Last Saturday as part of our Printed Matters indie publishing day in Berlin that we hosted through Elsewhere, I led a neighbourhood walk in the area around the venue. The walk took us to two squares – Arkonaplatz and Zionskirchplatz – my home neighbourhood for about a decade before we moved a few kilometres north about five years ago. So as I was telling stories of industrialisation and the divided city, I was also walking through some very personal memories. A few days later I decided to go back on my own and chase some of them down.
Arkonaplatz. One of the first pieces I ever had published was a short piece in the Guardian Weekly. I wrote about the Sunday flea market at the end of the road and the bargain hunters chasing GDR-kitsch. I wondered whether we had a potential goldmine in our basement on Wolliner Straße, just around the corner, or whether Katrin’s family had such treasures in theirs. I wrote that piece in the summer of 2006, not long after we had moved to Wolliner Straße and just after Lotte was born. Now she is approaching her tenth birthday, we have been gone from the apartment on Wolliner Straße longer than we ever lived there. We have lost some of our family too. I write this at Katrin’s grandmother’s desk. Wine glasses and bowls stand in the cabinet. Too many memories from when we knew each other, and for Katrin, even longer. Too precious for any flea market.
On the square I stop and watch a couple of guys play table tennis on the concrete tables, despite the single-digit temperatures and the cold late-November wind racing through the cobbled streets. These streets were built as part of Berlin’s great expansion in the second half of the 19th century, when the city was transformed from garrison town to Weltstadt. Northern Mitte, Prenzlauer Berg and Wedding were industrial neighbourhoods, working class and poor. Heinrich Zille, the cartoonist famous for his illustrations of working class life in Berlin, once painted the Christmas Market at Arkonaplatz, the twinkling lights losing the battle against the grime and the smog. Now Arkonaplatz has some of the highest real estate prices in the city.
It has changed even in the five years we have been away. More buildings have been renovated. More gaps – and especially those where the Berlin Wall once cut the city in two – have been filled in. The coal-dealer down the street has moved on. When I first moved to Berlin, many apartments in this neighbourhood were still heated by coal, the tiled ovens standing in the corner of living rooms across the city. Not so many any more.
But some things remain the same. The yellow-brick school on the corner. The playground where Lotte once spent happy afternoons after nursery, and the ice cream shop on the corner. The Portuguese cafe is still there, as is the old Berlin restaurant on the corner where the family have seen the square transformed as it moved from the East Berlin of the 1980s to whatever it is the city has become in the second decade of the 21st century. I wander up Wolliner Straße towards Zionskirchplatz and the church whose bells used to wake us on weekend mornings and pass by the old building where we lived on the top floor.
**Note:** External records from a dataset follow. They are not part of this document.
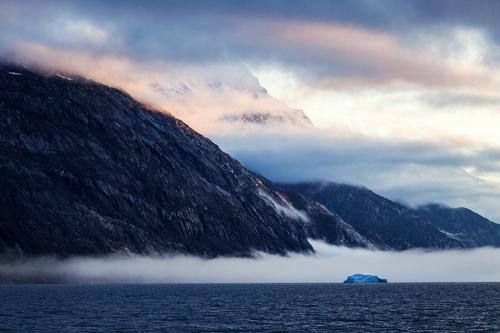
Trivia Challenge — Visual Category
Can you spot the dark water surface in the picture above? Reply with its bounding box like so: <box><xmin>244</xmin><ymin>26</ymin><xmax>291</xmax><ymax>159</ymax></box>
<box><xmin>0</xmin><ymin>283</ymin><xmax>500</xmax><ymax>332</ymax></box>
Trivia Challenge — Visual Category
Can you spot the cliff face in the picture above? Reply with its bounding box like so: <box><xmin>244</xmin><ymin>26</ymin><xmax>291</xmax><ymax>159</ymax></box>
<box><xmin>283</xmin><ymin>183</ymin><xmax>466</xmax><ymax>250</ymax></box>
<box><xmin>0</xmin><ymin>64</ymin><xmax>312</xmax><ymax>256</ymax></box>
<box><xmin>417</xmin><ymin>204</ymin><xmax>500</xmax><ymax>247</ymax></box>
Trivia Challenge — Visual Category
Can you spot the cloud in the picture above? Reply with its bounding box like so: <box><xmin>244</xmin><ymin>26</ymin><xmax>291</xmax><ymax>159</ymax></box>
<box><xmin>0</xmin><ymin>1</ymin><xmax>493</xmax><ymax>88</ymax></box>
<box><xmin>213</xmin><ymin>129</ymin><xmax>500</xmax><ymax>222</ymax></box>
<box><xmin>0</xmin><ymin>241</ymin><xmax>500</xmax><ymax>283</ymax></box>
<box><xmin>421</xmin><ymin>93</ymin><xmax>500</xmax><ymax>108</ymax></box>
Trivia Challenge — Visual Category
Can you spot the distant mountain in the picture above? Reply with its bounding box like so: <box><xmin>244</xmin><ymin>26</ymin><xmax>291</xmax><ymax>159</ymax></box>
<box><xmin>416</xmin><ymin>204</ymin><xmax>500</xmax><ymax>247</ymax></box>
<box><xmin>0</xmin><ymin>64</ymin><xmax>312</xmax><ymax>256</ymax></box>
<box><xmin>0</xmin><ymin>64</ymin><xmax>500</xmax><ymax>257</ymax></box>
<box><xmin>150</xmin><ymin>64</ymin><xmax>312</xmax><ymax>127</ymax></box>
<box><xmin>280</xmin><ymin>183</ymin><xmax>467</xmax><ymax>250</ymax></box>
<box><xmin>274</xmin><ymin>186</ymin><xmax>377</xmax><ymax>248</ymax></box>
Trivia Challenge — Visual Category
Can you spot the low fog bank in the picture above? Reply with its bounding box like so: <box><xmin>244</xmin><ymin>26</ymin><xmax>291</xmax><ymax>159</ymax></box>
<box><xmin>0</xmin><ymin>241</ymin><xmax>500</xmax><ymax>283</ymax></box>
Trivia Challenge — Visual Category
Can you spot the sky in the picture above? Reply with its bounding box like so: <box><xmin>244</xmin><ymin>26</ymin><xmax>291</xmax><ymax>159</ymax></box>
<box><xmin>0</xmin><ymin>0</ymin><xmax>500</xmax><ymax>222</ymax></box>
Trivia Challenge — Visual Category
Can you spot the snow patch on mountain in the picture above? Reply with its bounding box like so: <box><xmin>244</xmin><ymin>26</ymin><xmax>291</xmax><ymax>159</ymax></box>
<box><xmin>258</xmin><ymin>189</ymin><xmax>310</xmax><ymax>222</ymax></box>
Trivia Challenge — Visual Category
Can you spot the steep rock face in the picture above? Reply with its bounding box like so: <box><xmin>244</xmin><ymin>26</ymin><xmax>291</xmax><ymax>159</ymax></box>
<box><xmin>282</xmin><ymin>183</ymin><xmax>464</xmax><ymax>250</ymax></box>
<box><xmin>276</xmin><ymin>185</ymin><xmax>376</xmax><ymax>248</ymax></box>
<box><xmin>0</xmin><ymin>64</ymin><xmax>312</xmax><ymax>256</ymax></box>
<box><xmin>417</xmin><ymin>204</ymin><xmax>500</xmax><ymax>247</ymax></box>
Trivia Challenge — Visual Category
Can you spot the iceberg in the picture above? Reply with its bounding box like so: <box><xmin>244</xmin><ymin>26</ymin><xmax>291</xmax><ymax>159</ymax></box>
<box><xmin>344</xmin><ymin>274</ymin><xmax>387</xmax><ymax>283</ymax></box>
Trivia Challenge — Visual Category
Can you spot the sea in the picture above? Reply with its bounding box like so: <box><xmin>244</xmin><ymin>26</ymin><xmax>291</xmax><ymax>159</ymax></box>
<box><xmin>0</xmin><ymin>283</ymin><xmax>500</xmax><ymax>333</ymax></box>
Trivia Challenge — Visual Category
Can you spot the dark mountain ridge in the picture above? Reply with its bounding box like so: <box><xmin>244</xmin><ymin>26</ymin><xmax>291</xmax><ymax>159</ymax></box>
<box><xmin>0</xmin><ymin>65</ymin><xmax>312</xmax><ymax>256</ymax></box>
<box><xmin>280</xmin><ymin>182</ymin><xmax>500</xmax><ymax>250</ymax></box>
<box><xmin>0</xmin><ymin>64</ymin><xmax>500</xmax><ymax>257</ymax></box>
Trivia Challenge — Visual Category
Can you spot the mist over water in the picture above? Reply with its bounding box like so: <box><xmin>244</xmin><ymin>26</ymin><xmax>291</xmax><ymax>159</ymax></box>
<box><xmin>0</xmin><ymin>241</ymin><xmax>500</xmax><ymax>283</ymax></box>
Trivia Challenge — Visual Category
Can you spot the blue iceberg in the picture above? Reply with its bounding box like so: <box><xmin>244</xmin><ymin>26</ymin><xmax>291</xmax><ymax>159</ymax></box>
<box><xmin>344</xmin><ymin>274</ymin><xmax>387</xmax><ymax>283</ymax></box>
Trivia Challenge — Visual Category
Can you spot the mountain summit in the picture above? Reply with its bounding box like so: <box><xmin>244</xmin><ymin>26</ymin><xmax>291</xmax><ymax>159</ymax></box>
<box><xmin>0</xmin><ymin>65</ymin><xmax>312</xmax><ymax>256</ymax></box>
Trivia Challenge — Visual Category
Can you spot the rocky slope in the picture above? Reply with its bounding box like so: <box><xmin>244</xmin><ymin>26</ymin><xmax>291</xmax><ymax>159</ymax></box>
<box><xmin>281</xmin><ymin>183</ymin><xmax>466</xmax><ymax>250</ymax></box>
<box><xmin>274</xmin><ymin>185</ymin><xmax>377</xmax><ymax>249</ymax></box>
<box><xmin>416</xmin><ymin>204</ymin><xmax>500</xmax><ymax>247</ymax></box>
<box><xmin>0</xmin><ymin>64</ymin><xmax>312</xmax><ymax>256</ymax></box>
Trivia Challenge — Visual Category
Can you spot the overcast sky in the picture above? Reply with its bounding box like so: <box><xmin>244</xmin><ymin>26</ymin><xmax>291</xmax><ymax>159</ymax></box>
<box><xmin>0</xmin><ymin>0</ymin><xmax>500</xmax><ymax>222</ymax></box>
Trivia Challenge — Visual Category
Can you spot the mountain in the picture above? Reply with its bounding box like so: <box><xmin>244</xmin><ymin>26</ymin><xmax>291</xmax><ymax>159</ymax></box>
<box><xmin>0</xmin><ymin>64</ymin><xmax>313</xmax><ymax>257</ymax></box>
<box><xmin>416</xmin><ymin>204</ymin><xmax>500</xmax><ymax>247</ymax></box>
<box><xmin>274</xmin><ymin>187</ymin><xmax>377</xmax><ymax>249</ymax></box>
<box><xmin>148</xmin><ymin>63</ymin><xmax>312</xmax><ymax>128</ymax></box>
<box><xmin>280</xmin><ymin>183</ymin><xmax>466</xmax><ymax>250</ymax></box>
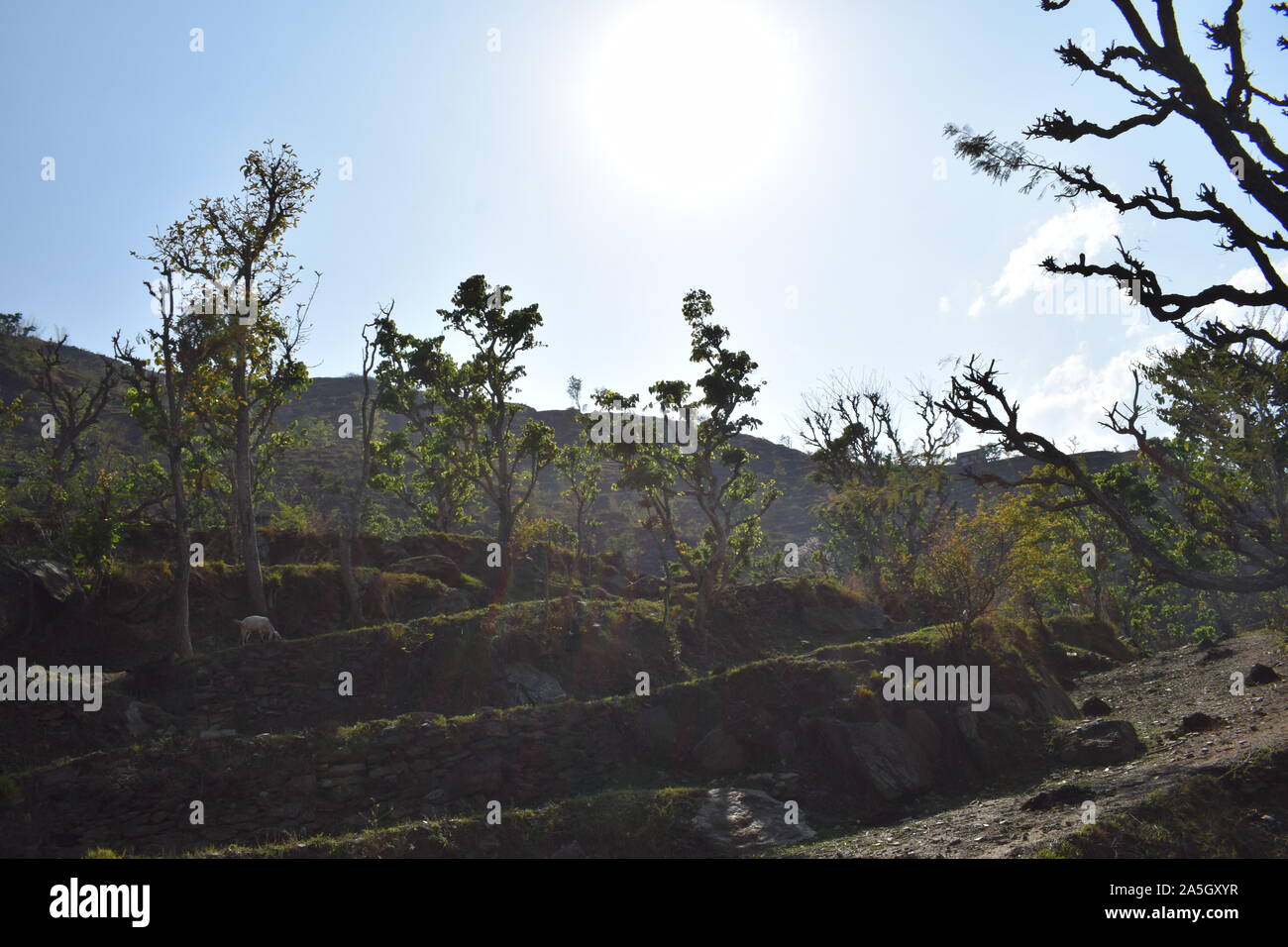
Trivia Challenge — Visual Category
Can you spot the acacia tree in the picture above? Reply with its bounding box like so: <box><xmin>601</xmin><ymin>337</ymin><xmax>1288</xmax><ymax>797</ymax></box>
<box><xmin>943</xmin><ymin>0</ymin><xmax>1288</xmax><ymax>591</ymax></box>
<box><xmin>800</xmin><ymin>374</ymin><xmax>960</xmax><ymax>611</ymax></box>
<box><xmin>438</xmin><ymin>274</ymin><xmax>555</xmax><ymax>595</ymax></box>
<box><xmin>141</xmin><ymin>139</ymin><xmax>321</xmax><ymax>613</ymax></box>
<box><xmin>554</xmin><ymin>430</ymin><xmax>604</xmax><ymax>571</ymax></box>
<box><xmin>112</xmin><ymin>267</ymin><xmax>220</xmax><ymax>657</ymax></box>
<box><xmin>592</xmin><ymin>290</ymin><xmax>781</xmax><ymax>647</ymax></box>
<box><xmin>340</xmin><ymin>307</ymin><xmax>394</xmax><ymax>627</ymax></box>
<box><xmin>375</xmin><ymin>316</ymin><xmax>478</xmax><ymax>532</ymax></box>
<box><xmin>31</xmin><ymin>333</ymin><xmax>120</xmax><ymax>518</ymax></box>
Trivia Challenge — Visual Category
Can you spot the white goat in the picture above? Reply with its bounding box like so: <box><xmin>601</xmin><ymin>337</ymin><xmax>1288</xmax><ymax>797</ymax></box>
<box><xmin>233</xmin><ymin>614</ymin><xmax>282</xmax><ymax>644</ymax></box>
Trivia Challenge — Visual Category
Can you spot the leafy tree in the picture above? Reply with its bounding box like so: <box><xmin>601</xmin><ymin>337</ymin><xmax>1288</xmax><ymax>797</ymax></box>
<box><xmin>31</xmin><ymin>333</ymin><xmax>120</xmax><ymax>519</ymax></box>
<box><xmin>554</xmin><ymin>437</ymin><xmax>604</xmax><ymax>570</ymax></box>
<box><xmin>943</xmin><ymin>0</ymin><xmax>1288</xmax><ymax>591</ymax></box>
<box><xmin>802</xmin><ymin>376</ymin><xmax>958</xmax><ymax>617</ymax></box>
<box><xmin>564</xmin><ymin>374</ymin><xmax>583</xmax><ymax>411</ymax></box>
<box><xmin>145</xmin><ymin>139</ymin><xmax>319</xmax><ymax>613</ymax></box>
<box><xmin>917</xmin><ymin>497</ymin><xmax>1035</xmax><ymax>639</ymax></box>
<box><xmin>112</xmin><ymin>259</ymin><xmax>219</xmax><ymax>657</ymax></box>
<box><xmin>592</xmin><ymin>290</ymin><xmax>781</xmax><ymax>647</ymax></box>
<box><xmin>438</xmin><ymin>274</ymin><xmax>555</xmax><ymax>594</ymax></box>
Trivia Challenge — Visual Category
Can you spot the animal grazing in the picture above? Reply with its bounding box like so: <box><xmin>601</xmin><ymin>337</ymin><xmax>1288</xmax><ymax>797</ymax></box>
<box><xmin>233</xmin><ymin>614</ymin><xmax>282</xmax><ymax>644</ymax></box>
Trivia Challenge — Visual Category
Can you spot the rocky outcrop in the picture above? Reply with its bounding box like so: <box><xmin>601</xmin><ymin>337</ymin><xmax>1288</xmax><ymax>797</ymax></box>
<box><xmin>1056</xmin><ymin>720</ymin><xmax>1145</xmax><ymax>767</ymax></box>
<box><xmin>693</xmin><ymin>788</ymin><xmax>818</xmax><ymax>856</ymax></box>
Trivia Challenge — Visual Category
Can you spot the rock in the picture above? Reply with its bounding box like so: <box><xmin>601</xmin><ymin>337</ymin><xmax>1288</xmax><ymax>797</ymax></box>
<box><xmin>693</xmin><ymin>727</ymin><xmax>746</xmax><ymax>773</ymax></box>
<box><xmin>1056</xmin><ymin>720</ymin><xmax>1145</xmax><ymax>767</ymax></box>
<box><xmin>385</xmin><ymin>553</ymin><xmax>461</xmax><ymax>588</ymax></box>
<box><xmin>1177</xmin><ymin>710</ymin><xmax>1225</xmax><ymax>733</ymax></box>
<box><xmin>692</xmin><ymin>788</ymin><xmax>816</xmax><ymax>856</ymax></box>
<box><xmin>806</xmin><ymin>711</ymin><xmax>937</xmax><ymax>802</ymax></box>
<box><xmin>1243</xmin><ymin>664</ymin><xmax>1282</xmax><ymax>684</ymax></box>
<box><xmin>0</xmin><ymin>559</ymin><xmax>82</xmax><ymax>639</ymax></box>
<box><xmin>499</xmin><ymin>664</ymin><xmax>568</xmax><ymax>707</ymax></box>
<box><xmin>632</xmin><ymin>704</ymin><xmax>677</xmax><ymax>756</ymax></box>
<box><xmin>1020</xmin><ymin>783</ymin><xmax>1096</xmax><ymax>810</ymax></box>
<box><xmin>1081</xmin><ymin>697</ymin><xmax>1115</xmax><ymax>716</ymax></box>
<box><xmin>125</xmin><ymin>701</ymin><xmax>175</xmax><ymax>740</ymax></box>
<box><xmin>1199</xmin><ymin>648</ymin><xmax>1234</xmax><ymax>665</ymax></box>
<box><xmin>1051</xmin><ymin>616</ymin><xmax>1136</xmax><ymax>661</ymax></box>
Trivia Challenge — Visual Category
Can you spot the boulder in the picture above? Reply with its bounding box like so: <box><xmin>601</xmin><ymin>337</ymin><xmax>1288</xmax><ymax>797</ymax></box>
<box><xmin>1020</xmin><ymin>783</ymin><xmax>1096</xmax><ymax>811</ymax></box>
<box><xmin>1177</xmin><ymin>710</ymin><xmax>1225</xmax><ymax>733</ymax></box>
<box><xmin>1243</xmin><ymin>664</ymin><xmax>1280</xmax><ymax>684</ymax></box>
<box><xmin>1056</xmin><ymin>720</ymin><xmax>1145</xmax><ymax>767</ymax></box>
<box><xmin>499</xmin><ymin>664</ymin><xmax>568</xmax><ymax>707</ymax></box>
<box><xmin>385</xmin><ymin>553</ymin><xmax>461</xmax><ymax>588</ymax></box>
<box><xmin>692</xmin><ymin>788</ymin><xmax>816</xmax><ymax>856</ymax></box>
<box><xmin>1081</xmin><ymin>697</ymin><xmax>1115</xmax><ymax>716</ymax></box>
<box><xmin>0</xmin><ymin>559</ymin><xmax>82</xmax><ymax>640</ymax></box>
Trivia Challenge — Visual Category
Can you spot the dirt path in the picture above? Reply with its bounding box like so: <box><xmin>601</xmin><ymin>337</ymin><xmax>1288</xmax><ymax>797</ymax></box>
<box><xmin>794</xmin><ymin>634</ymin><xmax>1288</xmax><ymax>858</ymax></box>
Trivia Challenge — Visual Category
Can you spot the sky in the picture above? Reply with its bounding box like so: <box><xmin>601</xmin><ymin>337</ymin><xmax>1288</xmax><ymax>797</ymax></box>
<box><xmin>0</xmin><ymin>0</ymin><xmax>1288</xmax><ymax>450</ymax></box>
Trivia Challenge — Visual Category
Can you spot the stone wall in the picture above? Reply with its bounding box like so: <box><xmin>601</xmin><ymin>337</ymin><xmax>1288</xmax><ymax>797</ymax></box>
<box><xmin>0</xmin><ymin>628</ymin><xmax>1068</xmax><ymax>856</ymax></box>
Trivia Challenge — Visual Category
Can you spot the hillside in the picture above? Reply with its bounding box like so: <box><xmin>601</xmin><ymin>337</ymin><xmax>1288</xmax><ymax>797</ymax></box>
<box><xmin>0</xmin><ymin>339</ymin><xmax>1132</xmax><ymax>573</ymax></box>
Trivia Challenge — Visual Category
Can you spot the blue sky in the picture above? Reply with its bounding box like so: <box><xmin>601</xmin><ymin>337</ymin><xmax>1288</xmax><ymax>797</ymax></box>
<box><xmin>0</xmin><ymin>0</ymin><xmax>1284</xmax><ymax>447</ymax></box>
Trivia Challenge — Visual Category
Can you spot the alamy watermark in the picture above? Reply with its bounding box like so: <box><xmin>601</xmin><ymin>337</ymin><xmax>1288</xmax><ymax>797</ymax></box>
<box><xmin>588</xmin><ymin>401</ymin><xmax>699</xmax><ymax>454</ymax></box>
<box><xmin>881</xmin><ymin>657</ymin><xmax>992</xmax><ymax>710</ymax></box>
<box><xmin>0</xmin><ymin>657</ymin><xmax>103</xmax><ymax>712</ymax></box>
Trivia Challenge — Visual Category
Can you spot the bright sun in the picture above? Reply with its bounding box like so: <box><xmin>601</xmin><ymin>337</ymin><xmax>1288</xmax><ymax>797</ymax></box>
<box><xmin>587</xmin><ymin>0</ymin><xmax>796</xmax><ymax>206</ymax></box>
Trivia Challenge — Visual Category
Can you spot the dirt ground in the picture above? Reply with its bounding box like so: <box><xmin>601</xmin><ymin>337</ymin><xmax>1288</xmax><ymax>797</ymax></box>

Some names on the doorbells are still the same. The motorbike is still parked across the street. The lawyer is still doing lawyerly things on the ground floor.
At Zionskirchplatz I wander around the church where Dietrich Bonhoeffer was the pastor before he was arrested and eventually murdered by the Nazis, and where in the GDR punk concerts were held out of the reach of the cultural authorities. One concert was attacked by skinheads as the police watched on. The far right in a workers’ and peasants’ republic? Too often in the GDR the gap between the rhetoric and the reality was unbridgeable. By the time the neo-Nazis were attacking the church it should have been clear the end was coming, even if no-one predicted it.
As I walk on I think instead of Fete de la Musique concerts on the square, a first kiss with Katrin in the cafe across the street, and picking up supplies from the Vietnamese grocery on the corner. The shop has gone now, replaced by a fashion store, although the old GDR-era sign still stands above the door. I walk through weak winter sunshine past the park towards Rosenthaler Platz and many more recent stories. Katrin is at work in the hotel. Lotte is at school down the street. Only a few hundred metres and yet I feel I am moving out of our past and into our present. Cities change, of course they do, but those streets between those two squares, where Katrin and I had our first apartment as a couple and then, two streets over, our first apartment with Lotte, will always be highly charged with memories of how things once were.